Today, Jamie Leigh Jones will appear before the House Judiciary Committee and tell how she was gang raped by her co-workers in Iraq while working for a Halliburton subsidiary called KBR. Afterwards, her assaulters confined her to a shipping container and warned that if she left Iraq for medical treatment, she'd be fired. That’s where she was found by agents sent by the U.S. embassy to rescue her -- after her father called their congressman, Representative Ted Poe (R-Texas).

Now, Jamie Leigh Jones has been victimized twice over. Because KBR/Halliburton requires employees to sign contracts containing a binding mandatory arbitration (BMA) in the fine print, Jones is being denied her constitutional right to bring her perpetrators before a jury and be heard.

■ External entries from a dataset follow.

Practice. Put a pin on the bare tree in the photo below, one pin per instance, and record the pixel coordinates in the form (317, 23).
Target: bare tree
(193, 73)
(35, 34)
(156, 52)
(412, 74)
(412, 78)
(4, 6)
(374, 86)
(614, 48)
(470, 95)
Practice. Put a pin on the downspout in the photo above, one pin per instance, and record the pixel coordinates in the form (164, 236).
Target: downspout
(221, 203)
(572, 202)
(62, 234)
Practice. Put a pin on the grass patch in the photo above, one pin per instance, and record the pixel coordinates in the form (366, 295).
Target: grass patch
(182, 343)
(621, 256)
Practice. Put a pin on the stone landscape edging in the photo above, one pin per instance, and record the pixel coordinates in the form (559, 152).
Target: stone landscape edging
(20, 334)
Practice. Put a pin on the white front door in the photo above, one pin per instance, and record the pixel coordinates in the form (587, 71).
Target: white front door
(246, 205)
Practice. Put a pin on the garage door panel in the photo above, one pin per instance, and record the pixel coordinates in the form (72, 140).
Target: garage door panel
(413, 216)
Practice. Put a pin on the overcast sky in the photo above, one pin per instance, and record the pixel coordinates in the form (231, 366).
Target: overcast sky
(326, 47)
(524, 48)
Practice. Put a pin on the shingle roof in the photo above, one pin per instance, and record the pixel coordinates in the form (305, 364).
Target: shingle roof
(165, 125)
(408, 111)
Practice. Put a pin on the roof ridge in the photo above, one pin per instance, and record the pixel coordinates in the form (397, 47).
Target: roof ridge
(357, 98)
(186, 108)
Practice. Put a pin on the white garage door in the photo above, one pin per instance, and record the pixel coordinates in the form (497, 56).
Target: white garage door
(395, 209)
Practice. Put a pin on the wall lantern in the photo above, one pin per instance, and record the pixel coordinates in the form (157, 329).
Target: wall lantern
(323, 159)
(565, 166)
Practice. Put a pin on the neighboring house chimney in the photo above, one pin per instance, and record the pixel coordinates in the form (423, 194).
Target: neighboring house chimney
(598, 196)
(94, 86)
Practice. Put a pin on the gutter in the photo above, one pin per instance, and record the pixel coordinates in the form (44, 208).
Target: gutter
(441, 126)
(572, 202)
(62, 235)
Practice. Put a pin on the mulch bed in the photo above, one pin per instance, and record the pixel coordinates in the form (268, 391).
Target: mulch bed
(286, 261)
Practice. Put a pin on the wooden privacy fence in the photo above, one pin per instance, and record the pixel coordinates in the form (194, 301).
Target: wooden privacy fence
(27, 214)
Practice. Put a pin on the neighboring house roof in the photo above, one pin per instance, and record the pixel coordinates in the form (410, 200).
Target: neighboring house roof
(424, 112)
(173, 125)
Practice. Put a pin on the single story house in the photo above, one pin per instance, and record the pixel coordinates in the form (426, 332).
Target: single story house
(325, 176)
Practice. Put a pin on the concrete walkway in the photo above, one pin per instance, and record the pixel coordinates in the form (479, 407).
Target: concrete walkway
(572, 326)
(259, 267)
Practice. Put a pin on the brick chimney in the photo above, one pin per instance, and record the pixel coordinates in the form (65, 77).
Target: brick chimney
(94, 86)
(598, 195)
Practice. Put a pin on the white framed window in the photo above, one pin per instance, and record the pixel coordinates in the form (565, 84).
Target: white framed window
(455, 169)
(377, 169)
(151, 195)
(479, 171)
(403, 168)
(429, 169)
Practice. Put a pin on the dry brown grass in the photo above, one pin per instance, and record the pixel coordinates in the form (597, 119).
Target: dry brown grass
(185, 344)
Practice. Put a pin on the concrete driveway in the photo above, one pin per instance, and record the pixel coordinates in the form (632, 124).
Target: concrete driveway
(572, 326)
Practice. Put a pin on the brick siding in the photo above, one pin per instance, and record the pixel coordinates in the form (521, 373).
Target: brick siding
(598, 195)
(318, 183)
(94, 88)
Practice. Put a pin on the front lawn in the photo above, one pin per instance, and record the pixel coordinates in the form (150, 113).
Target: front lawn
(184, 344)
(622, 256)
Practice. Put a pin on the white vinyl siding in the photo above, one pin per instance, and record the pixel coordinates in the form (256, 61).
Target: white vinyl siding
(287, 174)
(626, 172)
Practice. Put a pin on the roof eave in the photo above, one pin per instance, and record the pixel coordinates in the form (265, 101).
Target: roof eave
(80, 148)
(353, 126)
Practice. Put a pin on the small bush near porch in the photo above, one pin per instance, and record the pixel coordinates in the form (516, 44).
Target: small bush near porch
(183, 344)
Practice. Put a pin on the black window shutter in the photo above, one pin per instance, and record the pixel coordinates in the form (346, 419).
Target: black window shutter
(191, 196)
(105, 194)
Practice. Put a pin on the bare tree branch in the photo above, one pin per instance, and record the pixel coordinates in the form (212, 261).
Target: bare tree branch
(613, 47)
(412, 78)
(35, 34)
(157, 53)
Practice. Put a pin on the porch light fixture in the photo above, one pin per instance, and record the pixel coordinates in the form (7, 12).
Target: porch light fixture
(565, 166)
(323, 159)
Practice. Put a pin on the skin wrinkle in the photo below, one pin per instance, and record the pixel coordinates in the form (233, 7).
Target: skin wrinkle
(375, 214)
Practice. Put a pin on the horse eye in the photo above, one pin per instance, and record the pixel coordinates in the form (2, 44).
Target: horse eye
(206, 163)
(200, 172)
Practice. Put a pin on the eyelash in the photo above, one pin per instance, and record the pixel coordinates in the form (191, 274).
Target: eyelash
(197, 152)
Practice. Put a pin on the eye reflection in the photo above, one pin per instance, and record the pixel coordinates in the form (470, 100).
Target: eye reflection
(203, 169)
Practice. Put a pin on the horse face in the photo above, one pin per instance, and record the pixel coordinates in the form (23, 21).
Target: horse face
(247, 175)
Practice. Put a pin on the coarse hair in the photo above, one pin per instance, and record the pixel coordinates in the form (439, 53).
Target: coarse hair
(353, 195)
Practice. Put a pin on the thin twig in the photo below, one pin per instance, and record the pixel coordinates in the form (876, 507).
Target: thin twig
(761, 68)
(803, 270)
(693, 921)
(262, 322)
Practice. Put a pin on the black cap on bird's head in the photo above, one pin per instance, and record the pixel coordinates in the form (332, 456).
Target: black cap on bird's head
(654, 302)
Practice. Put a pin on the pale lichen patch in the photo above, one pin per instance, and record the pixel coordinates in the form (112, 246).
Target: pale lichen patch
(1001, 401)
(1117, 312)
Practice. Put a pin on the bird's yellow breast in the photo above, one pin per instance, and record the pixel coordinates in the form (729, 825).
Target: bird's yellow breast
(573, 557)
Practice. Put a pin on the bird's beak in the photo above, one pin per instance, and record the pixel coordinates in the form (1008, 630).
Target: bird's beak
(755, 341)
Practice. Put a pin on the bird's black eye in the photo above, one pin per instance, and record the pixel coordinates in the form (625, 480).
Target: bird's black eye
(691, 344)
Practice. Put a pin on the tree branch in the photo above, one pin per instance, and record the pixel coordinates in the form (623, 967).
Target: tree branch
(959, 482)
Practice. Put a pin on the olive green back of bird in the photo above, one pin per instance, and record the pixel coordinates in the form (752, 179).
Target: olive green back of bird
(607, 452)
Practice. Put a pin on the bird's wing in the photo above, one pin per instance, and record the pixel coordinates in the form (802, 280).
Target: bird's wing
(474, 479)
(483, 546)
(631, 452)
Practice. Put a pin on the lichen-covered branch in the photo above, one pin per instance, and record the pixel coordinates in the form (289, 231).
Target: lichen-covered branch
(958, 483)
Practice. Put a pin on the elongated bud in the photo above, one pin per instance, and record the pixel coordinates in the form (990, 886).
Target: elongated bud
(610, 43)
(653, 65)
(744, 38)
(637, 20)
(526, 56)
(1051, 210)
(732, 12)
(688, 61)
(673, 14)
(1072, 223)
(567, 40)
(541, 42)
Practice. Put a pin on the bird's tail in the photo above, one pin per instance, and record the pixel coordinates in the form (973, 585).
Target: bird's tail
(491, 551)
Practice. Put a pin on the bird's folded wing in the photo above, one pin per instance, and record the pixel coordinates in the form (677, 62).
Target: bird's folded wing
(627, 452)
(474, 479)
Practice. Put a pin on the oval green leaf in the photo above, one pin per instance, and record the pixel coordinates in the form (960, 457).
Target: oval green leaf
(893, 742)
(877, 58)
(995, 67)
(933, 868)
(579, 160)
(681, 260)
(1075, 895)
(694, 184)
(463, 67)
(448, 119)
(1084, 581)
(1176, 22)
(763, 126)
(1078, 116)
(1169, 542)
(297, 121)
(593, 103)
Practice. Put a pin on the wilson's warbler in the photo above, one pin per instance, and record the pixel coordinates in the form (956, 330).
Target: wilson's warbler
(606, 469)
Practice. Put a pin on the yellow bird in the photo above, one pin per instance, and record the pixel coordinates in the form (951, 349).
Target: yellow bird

But Jamie Leigh Jones will be heard by Congress today -- and then, lawmakers should waste no time in re-opening the doors of justice for Jones and the rest of us. It’s time to ban binding mandatory arbitration in employment and consumer contracts once and for all. There may be no other device being used today by Halliburton and other corporate giants that does more to systematically deny rights to workers and consumers.

Congress has begun to focus. Last Wednesday, the Senate Judiciary Subcommittee on the Constitution held a hearing on the Arbitration Fairness Act -- a bill that would ban most forms of binding mandatory arbitration introduced in the House by Rep. Hank Johnson (D-Ga.) and in the Senate by Sen. Russ Feingold (D-Wis.).

Senator Brownback called it a “where the rubber meets the road hearing.